Through the ancient walls of the house, Elisa could hear the sweet murmur of Anna’s voice. Then Theo’s soft, familiar chuckle followed. They were together again at last. Their first night together in over a year. In all that time they had never stopped loving, never stopped hoping. He was home now, and their love was stronger than ever.
Someday . . . Elisa dreamed. Maybe someday there would be someone who loved her with such a love. Theo and Anna were friends as well as lovers even after all these years. That was as it should be. Somehow their friendship was a stark contrast to her own loneliness tonight. Thomas had never been her friend. And Murphy? There had been moments when she had hoped, a fleeting instant when she had turned and found that he was watching her with such tenderness. But that had been before she had told him about Thomas. After that he had only looked at her with an impatient disdain. And now that he knew she had given herself to another man, his glance held the thought that perhaps she might also be as willing with him.

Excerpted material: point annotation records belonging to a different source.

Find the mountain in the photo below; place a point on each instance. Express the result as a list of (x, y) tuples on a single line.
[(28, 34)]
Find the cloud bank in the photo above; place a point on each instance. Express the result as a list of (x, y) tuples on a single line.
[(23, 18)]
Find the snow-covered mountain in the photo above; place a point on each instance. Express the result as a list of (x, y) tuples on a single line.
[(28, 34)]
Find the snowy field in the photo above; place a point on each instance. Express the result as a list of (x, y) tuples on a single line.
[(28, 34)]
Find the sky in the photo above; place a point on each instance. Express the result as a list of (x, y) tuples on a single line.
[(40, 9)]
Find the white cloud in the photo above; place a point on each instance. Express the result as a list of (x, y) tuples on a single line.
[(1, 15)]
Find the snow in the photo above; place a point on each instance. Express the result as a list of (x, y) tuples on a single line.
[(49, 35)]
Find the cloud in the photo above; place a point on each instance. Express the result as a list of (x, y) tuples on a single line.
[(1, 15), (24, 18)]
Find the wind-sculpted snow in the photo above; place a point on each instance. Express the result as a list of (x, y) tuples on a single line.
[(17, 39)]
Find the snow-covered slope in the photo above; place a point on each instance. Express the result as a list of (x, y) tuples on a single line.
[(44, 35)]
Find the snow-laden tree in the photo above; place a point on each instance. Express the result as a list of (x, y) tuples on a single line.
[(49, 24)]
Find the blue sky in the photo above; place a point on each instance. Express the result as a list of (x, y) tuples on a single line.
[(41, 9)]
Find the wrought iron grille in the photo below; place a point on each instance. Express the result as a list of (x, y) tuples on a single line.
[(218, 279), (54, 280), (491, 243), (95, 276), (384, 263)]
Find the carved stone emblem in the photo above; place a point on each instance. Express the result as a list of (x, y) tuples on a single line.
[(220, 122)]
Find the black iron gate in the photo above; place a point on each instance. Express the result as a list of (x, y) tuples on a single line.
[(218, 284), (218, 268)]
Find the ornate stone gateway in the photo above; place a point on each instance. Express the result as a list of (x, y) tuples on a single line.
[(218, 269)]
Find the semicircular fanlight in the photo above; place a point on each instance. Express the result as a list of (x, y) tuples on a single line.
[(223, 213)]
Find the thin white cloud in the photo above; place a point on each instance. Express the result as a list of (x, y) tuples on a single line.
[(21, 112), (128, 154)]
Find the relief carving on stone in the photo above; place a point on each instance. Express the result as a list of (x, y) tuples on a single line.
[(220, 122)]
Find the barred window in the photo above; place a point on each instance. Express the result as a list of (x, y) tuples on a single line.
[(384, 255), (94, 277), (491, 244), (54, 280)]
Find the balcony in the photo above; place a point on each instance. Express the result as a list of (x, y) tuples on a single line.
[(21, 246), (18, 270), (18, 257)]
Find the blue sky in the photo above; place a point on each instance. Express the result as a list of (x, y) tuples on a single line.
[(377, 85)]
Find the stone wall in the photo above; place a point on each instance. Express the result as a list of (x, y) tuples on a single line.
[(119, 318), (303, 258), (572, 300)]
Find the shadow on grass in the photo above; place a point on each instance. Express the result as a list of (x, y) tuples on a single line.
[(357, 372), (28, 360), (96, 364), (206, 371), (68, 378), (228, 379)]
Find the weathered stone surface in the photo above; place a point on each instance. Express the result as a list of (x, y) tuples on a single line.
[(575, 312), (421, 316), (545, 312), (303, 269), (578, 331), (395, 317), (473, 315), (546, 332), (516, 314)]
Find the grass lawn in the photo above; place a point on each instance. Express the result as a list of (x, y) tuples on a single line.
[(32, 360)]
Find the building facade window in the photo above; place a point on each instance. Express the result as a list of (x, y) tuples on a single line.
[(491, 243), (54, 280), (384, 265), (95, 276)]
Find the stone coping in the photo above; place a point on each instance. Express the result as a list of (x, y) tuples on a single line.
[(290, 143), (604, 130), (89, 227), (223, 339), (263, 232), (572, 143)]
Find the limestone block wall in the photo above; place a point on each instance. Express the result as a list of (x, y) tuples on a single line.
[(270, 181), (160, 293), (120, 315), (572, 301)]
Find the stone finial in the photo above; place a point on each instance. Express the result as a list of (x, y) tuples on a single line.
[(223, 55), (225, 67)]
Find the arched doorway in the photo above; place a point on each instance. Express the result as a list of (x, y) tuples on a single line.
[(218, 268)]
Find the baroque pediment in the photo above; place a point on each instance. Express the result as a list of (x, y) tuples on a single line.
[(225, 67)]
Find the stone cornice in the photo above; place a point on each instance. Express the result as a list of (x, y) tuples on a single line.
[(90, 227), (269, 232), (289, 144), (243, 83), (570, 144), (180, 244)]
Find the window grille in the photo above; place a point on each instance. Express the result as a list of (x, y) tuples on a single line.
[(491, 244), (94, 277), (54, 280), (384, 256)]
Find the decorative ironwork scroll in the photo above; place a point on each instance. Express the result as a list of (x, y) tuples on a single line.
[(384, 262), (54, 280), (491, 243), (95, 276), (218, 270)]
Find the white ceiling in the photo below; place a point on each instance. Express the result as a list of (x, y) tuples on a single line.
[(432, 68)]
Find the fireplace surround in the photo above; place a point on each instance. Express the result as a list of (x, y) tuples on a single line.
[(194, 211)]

“Forget it, Murphy,” Elisa said aloud in the darkness. She felt the blush of shame color her cheeks. Somehow those words were a script she had written for some future moment when Murphy would look at her and asked for payment. Then the fire that burned within her in hopes of love would grow dimmer with each passing day. Someday John Murphy would be the ashes of a memory in her life, a well-worn American passport, and a name only.
Elisa touched the ring he had given her. She took it off and held it up to the glow of the firelight. The gold of the tiny leaves gleamed softly. She turned it and read again the inscription inside t
he band: Elisa—Song of Songs 5:16—Murphy. She remembered the words without looking at the verse: “This is my beloved, and this is my friend.” Beloved? Friend? How dare he!
A surge of anger replaced her sorrow, and she flung the ring across the room. With a clatter, it hit the wall, and almost as quickly Elisa was out of bed. She flicked on the lamp and fell to her knees in search of the ring.
It lay in the center of a rosebud on the floral carpet at the foot of her bed. She grasped it and held it to her heart for a moment before she slipped it back onto her finger. “Murphy!” she cried softly. “Oh, Murphy! Why does it have to be such a terrible game?”
There on her knees, the magnitude of her helplessness again returned with a crushing weight. What could she do about John Murphy? Nothing. And what about Leah and Shimon and the others in Vienna? There was nothing she could do. No way to help. Her personal life was out of her control. The events of the world were beyond her comprehension. “What use am I here?” she cried softly. “God, I am so useless!”